Amalie Ebsen Ouro Jensen (Sveske)
Danish

Thesis: Primal beings in domesticated spaces

Website

Vimeo

Call to the city series; - Ringing my bell to the city, 2020

Call to the city series; - Yelling from bridges, 2022

You can call me Sveske', publication 2022

 

Using my own body as a starting point, I interact with the world around me.

I am fascinated with the concept that one can create and re-create oneself through actions and so with my body make spaces into being.. 

In my artistic practice I see myself as a collector of a sort, a story teller documenting parts of daily life that are often overlooked. In my work I wish to interact with the mundane and to question its existence and its structures, and then I try to approach it all with a humour in order to highlight the absurdity of life. 

The public sphere has become a returning interest for me: the space in between 

private and public, human interactions, social behaviour and the performative element of day to day life. To me there is poetry living in public spaces, as there is poetry and power in mundane habits of everyday life. 

In my series of public performances ‘Call to the City’ I try to gently push existing structures in the hope of making ripples and creating small reactionary patterns of curiosity. 

With my installation at the graduation show I hope to give others a glimpse of the fascination and beauty that I see in the public sphere, and the power of everyday acts to inspire others to approach the public as a space of possibility. 

In the middle of two walls you see a two sided bench, created to mimic common public benches found around Amsterdam, shaped in solid wood.
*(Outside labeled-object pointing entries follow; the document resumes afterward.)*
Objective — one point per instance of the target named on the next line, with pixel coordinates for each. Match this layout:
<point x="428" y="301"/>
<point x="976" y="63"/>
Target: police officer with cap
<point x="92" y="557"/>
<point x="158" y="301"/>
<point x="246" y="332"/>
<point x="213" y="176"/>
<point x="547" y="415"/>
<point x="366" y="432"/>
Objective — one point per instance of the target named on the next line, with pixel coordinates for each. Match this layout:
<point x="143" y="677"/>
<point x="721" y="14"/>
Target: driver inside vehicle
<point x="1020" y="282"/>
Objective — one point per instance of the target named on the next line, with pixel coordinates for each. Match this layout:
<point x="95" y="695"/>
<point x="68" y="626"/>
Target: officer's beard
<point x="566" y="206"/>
From the bench you can view two videos of performances taking place in the public sphere with audio playing directly from the bench itself. The two videos are part of the ongoing series of public interruptions named ‘Call to the city’.

‘Ringing my bell to the city’ is a performance from 2020, during the first lock down of the pandemic. Feeling a deep urge to connect with people in that highly absurd time, I created a glass bell and an outfit inspired by both current and former pandemics and walked the streets of Amsterdam in an attempt to perform for the street and ‘call’ to the world. I walked 8 mornings in the 8 districts of Amsterdam and made corresponding postcards, each with its own silly greeting mimicking holiday cards. 

The sound is a soundscape of the glass bell mixing with the sounds of the city, and edited to not fit the video on purpose, as to add another layer of distance I feel corresponds to the alienation experiences of life during the first months of the pandemic. 

‘Yelling from bridges’ is a performance from spring 2022 evolving from my thesis ‘Primal beings in domesticated spaces’. The work is about claiming my space in the city, culminating from a research on Urban public space and performativity. It is about how we as humans are domesticated into these spaces and so are not allowed to express many primal emotions in the public sphere. I claim the bridges as a liminal space in the city and I made a wooden stool to step up on as a tool referring to soap-box public speaking. I yell to the world to interrupt the city in the most direct way and to break with my own boundaries of how I am supposed to behave in public. It became an outcry, a manifesto for re-claiming one's existence in our urban environments.

The video is cut from each bridge to fit the text that I am yelling. Although I am trying to express myself fully and give in to the raw show of emotion I normally would hide from the public, my yell gets muffed by the city, and in the end, one can’t fully make out what I am trying to yell. 

 

I added subtitles to still make the text available in the video documentation, but in the pure public performance my voice was ultimately lost in the city. A poetic twist that ads a certain loneliness to the scene, as it asks the question, if one can ever fully be understood?